The scenario highlights vulnerabilities in unmanaged packages where secrets (usernames, passwords, OAuth tokens) are stored in plain text and easily accessible. The goal is to protect these secrets from exposure in callouts, especially in unpackaged or unmanaged code contexts.
Why A (Protected Custom Metadata Types and Named Credentials)?
Named Credentials is the primary Salesforce-recommended mechanism for securely storing authentication details (including passwords, tokens, and secrets) for HTTP callouts. Secrets are encrypted, not visible in debug logs, and Salesforce handles authentication without exposing them in Apex code.

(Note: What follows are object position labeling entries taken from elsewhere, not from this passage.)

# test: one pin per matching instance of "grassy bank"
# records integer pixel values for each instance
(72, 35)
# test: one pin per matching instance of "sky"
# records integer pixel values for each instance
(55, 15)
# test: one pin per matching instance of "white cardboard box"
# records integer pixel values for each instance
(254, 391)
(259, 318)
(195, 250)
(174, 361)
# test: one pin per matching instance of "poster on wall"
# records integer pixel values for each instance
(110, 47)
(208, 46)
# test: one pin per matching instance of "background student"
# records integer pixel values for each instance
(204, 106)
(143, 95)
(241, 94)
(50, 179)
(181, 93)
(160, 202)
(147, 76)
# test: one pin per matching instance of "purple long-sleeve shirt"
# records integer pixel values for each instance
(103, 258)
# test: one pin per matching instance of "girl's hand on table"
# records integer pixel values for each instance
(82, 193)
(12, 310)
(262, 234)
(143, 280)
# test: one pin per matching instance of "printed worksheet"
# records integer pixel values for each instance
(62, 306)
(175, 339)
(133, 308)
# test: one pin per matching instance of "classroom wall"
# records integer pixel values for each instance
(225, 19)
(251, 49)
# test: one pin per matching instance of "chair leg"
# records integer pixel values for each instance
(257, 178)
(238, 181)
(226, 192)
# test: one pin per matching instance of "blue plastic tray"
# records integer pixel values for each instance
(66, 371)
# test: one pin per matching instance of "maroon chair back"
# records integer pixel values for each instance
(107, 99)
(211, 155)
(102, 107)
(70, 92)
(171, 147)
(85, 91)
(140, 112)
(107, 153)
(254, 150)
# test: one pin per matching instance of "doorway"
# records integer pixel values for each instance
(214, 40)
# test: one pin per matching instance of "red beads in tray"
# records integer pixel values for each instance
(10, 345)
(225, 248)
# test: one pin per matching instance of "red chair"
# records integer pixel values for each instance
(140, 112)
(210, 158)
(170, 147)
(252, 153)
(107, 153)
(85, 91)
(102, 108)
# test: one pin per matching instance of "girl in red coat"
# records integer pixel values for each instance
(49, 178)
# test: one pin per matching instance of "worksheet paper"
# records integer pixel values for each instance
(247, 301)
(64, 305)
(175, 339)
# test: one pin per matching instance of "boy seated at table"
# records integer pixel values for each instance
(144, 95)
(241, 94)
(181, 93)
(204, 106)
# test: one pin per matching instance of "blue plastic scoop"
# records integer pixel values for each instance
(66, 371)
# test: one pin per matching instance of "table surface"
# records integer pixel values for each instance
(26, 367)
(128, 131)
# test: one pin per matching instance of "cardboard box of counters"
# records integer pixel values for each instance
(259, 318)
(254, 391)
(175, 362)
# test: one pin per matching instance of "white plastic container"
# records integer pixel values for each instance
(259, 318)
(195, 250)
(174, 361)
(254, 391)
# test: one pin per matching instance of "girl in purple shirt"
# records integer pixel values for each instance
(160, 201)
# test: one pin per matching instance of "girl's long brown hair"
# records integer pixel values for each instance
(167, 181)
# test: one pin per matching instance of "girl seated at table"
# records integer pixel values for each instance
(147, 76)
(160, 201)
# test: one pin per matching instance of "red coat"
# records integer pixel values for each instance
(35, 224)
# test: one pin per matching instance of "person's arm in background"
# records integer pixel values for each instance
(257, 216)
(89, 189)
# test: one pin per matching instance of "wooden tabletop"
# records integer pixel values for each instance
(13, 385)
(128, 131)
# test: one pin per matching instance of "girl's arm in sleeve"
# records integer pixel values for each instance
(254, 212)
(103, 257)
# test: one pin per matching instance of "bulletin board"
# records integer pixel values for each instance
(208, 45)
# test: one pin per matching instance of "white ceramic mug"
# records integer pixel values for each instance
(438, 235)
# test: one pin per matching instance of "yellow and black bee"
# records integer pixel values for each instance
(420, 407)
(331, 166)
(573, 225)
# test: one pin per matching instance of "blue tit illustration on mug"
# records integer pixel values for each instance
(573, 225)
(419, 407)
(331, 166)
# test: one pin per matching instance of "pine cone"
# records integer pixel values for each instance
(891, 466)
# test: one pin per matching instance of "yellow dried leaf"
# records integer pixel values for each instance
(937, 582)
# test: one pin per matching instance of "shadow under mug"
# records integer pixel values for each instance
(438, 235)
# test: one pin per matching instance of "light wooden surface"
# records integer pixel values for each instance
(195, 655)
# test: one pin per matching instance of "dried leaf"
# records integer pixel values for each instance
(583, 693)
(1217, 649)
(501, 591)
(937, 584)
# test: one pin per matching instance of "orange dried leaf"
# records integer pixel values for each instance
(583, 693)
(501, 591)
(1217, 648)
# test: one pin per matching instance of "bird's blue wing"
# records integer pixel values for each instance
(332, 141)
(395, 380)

However, in Named Credentials, admins with "Customize Application" permission can view/edit the secrets.
To further protect secrets (e.g., hide them completely from admins or in packaged scenarios), use Protected Custom Metadata Types (preferably in a managed package). These allow Apex code in the same namespace/package to access the secrets while hiding them from users, API queries, or subscriber orgs.
This combination addresses both standard callouts (via Named Credentials) and cases needing maximum obfuscation (via Protected Custom Metadata), directly mitigating plain-text exposure in unmanaged packages.
Why not B (Encrypted Custom Fields and Protected Custom Settings)?
Encrypted Custom Fields are suitable for sensitive data like PII (e.g., credit cards, SSNs) but explicitly not recommended for storing authentication secrets or credentials used in callouts (per Salesforce Secure Coding guidelines).
Protected Custom Settings offer similar protection to Protected Custom Metadata but are less preferred for configuration-like data (secrets are configuration). Custom Metadata is deployable as metadata, better for packaging and migrations.
Why not C (Named Credentials and Protected Custom Settings)?
While Named Credentials are ideal, pairing with Protected Custom Settings is valid but suboptimal. Salesforce documentation and Trailhead modules favor Protected Custom Metadata Types over Custom Settings for secret storage due to better deployability, caching, and metadata API support.
This aligns with Salesforce Trailhead ("Securely Store Secrets with Salesforce Features") and secure coding guidelines, emphasizing Named Credentials for callouts and Protected Custom Metadata for high-security secret storage in packages. For unmanaged code vulnerabilities, migrating to these mechanisms (ideally with packaging) prevents exposure.